Making Unlikely Images From Bits of the Ordinary

April 1, 2026
Artist News, Fellowship

by Emma Fiona Jones via The Provincetown Independent

Calhan Hale renders the familiar foreign

Calhan Hale is a visual arts fellow at the Fine Arts Work Center. Photo: Agata Storer

Calhan Hale’s studio exudes the same gentle ease and summery daze as her oil paintings. The space is strewn with snippets of images — flower fragments, exit signs, particle board, a broom, a fire hydrant, a rock cracked open to reveal waxy emerald leaves.

Hale’s recent work is a study in unlikely cohabitants. “I’m always trying to find ways to de-contextualize and re-contextualize elements from my surroundings,” she says. Untethering familiar objects, textures, images, or signifiers from the environments in which they are situated, she creates alien vignettes from fragments of the ordinary. Her paintings mirror the cheerful calm and lucid curiosity of their creator, unconcerned with their own idiosyncrasies.

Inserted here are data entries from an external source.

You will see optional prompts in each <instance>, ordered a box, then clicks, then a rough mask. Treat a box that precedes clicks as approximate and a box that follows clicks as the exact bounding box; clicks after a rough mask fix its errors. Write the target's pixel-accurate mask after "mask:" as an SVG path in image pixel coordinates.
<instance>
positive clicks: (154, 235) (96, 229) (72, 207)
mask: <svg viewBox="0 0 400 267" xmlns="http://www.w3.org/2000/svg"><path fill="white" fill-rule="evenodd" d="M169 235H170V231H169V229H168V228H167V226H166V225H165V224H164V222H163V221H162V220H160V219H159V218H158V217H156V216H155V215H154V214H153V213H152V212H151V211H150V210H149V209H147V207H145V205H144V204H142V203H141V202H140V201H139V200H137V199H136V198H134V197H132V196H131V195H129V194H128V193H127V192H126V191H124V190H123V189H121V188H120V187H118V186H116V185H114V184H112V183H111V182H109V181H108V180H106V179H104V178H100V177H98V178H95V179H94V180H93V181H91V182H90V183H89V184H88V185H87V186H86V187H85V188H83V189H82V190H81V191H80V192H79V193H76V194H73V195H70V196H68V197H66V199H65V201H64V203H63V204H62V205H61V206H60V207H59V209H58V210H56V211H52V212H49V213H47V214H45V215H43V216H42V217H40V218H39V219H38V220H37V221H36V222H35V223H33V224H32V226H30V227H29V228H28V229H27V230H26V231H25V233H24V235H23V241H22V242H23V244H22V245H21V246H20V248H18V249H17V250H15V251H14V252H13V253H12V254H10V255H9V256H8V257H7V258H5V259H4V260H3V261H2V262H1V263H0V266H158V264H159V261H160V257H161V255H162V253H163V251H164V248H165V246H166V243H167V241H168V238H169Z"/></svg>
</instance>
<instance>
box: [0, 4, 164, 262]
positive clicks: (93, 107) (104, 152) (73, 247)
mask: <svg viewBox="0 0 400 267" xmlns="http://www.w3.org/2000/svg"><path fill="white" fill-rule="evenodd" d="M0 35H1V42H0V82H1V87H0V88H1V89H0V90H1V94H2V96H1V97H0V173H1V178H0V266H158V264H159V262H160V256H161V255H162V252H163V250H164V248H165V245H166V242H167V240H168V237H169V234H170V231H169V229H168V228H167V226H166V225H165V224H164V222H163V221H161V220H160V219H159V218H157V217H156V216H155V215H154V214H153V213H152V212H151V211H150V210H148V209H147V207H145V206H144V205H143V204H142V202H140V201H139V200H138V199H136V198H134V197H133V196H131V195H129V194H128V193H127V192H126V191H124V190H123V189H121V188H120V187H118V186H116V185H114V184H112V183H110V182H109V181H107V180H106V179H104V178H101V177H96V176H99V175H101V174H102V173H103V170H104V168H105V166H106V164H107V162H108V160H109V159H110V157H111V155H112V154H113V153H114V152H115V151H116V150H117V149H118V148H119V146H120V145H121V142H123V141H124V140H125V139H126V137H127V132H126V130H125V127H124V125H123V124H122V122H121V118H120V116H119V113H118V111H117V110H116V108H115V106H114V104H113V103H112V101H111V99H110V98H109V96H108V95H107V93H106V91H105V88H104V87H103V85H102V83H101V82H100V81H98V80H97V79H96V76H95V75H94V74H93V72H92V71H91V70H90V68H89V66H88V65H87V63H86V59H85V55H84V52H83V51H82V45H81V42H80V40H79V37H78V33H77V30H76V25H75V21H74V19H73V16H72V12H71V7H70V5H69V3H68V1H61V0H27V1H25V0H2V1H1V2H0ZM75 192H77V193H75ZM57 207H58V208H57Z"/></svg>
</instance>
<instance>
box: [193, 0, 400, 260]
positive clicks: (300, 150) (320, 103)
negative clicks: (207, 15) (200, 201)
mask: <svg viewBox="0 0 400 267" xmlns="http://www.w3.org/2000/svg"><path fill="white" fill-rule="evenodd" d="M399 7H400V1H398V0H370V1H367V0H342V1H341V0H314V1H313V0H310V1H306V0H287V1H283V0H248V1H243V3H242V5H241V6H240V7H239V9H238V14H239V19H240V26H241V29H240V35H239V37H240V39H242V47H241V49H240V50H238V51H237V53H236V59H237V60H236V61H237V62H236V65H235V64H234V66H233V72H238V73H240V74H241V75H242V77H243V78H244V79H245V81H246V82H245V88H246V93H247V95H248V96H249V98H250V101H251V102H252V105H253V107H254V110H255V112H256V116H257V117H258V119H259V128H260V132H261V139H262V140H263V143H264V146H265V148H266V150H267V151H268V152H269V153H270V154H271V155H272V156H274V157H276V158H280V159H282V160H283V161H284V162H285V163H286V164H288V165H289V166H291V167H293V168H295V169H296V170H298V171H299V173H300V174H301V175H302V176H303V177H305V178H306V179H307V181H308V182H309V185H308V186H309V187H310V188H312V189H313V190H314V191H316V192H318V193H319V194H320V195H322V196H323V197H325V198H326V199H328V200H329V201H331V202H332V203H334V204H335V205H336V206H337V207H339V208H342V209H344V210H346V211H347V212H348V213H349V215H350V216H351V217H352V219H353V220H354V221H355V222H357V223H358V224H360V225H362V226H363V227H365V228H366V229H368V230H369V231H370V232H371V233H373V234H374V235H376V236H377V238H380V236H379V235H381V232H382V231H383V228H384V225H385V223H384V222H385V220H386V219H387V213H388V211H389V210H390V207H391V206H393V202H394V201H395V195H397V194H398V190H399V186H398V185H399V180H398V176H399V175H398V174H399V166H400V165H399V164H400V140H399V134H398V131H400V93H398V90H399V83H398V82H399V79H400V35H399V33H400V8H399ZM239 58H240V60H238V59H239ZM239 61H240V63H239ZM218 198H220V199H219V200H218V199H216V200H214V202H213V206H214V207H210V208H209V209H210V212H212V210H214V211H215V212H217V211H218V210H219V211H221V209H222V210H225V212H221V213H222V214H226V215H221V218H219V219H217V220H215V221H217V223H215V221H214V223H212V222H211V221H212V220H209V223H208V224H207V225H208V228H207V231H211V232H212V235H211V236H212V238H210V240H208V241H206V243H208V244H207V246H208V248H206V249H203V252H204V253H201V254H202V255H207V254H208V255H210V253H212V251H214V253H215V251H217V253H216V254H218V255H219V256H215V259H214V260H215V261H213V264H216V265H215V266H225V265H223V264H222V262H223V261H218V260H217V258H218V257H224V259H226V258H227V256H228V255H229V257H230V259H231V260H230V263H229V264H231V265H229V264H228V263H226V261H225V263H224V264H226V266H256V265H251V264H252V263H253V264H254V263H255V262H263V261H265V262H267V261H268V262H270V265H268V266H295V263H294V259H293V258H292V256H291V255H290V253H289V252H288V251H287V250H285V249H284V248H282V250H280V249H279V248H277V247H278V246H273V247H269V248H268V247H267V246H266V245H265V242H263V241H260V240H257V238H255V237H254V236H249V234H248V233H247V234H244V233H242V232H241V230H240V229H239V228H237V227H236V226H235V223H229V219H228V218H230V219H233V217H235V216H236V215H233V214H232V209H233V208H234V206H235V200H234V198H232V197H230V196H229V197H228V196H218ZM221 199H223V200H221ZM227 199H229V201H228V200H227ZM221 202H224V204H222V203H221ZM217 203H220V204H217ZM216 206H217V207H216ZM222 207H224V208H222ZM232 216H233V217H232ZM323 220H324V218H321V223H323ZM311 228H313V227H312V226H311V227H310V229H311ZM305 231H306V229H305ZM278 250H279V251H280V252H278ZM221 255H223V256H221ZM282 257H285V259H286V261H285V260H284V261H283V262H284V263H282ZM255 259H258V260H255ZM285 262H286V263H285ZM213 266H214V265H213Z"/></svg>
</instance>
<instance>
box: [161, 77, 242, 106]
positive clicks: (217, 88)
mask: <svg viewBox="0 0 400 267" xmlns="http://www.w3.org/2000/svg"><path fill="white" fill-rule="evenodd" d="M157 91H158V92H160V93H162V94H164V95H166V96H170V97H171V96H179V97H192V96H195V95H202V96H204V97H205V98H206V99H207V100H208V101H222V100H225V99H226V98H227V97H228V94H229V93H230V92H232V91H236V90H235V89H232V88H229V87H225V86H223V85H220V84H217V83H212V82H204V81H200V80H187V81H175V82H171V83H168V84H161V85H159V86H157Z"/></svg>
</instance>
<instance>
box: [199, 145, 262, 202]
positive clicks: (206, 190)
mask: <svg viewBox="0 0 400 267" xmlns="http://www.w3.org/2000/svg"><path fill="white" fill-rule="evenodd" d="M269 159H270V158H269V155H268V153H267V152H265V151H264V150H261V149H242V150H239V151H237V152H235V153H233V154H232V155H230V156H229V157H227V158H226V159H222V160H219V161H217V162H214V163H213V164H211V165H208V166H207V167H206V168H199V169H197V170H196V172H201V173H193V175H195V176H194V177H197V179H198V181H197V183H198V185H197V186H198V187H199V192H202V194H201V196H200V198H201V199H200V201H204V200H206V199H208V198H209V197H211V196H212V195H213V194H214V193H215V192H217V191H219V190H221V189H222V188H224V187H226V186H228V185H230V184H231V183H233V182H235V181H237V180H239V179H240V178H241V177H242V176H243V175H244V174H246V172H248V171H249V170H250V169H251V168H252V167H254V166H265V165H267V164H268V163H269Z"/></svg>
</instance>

Her process begins with collecting images. “I’m always taking pictures,” she says, “just on my phone. Sometimes it’s something I’ve passed many times. It suddenly catches my attention, and I’m not sure why.” She prints the images, cuts out specific elements, and affixes them to the wall with blue painter’s tape, which allows her to rearrange the layers.

Her studio wall at the Fine Arts Work Center in Provincetown, where she is currently a visual arts fellow, is speckled with slices of color — hot orange-red bursting through honey-tinted wood grain and swathes of robin’s egg blue. “Eventually, some kind of relationship emerges, and I find myself at a distance from the image that I took,” says Hale. “I become surprised by this thing that I already knew. And that’s how I know that it’s a good place to start a painting.”

This slow dissection of the act of looking has underpinned Hale’s artwork for as long as she can remember. While she refined this way of working in her M.F.A. program at Columbia University, which she completed last year, Hale has always been interested in what it takes to really see her physical surroundings — to strip back the layers of cultural meaning and face the colors and forms beneath for what they are.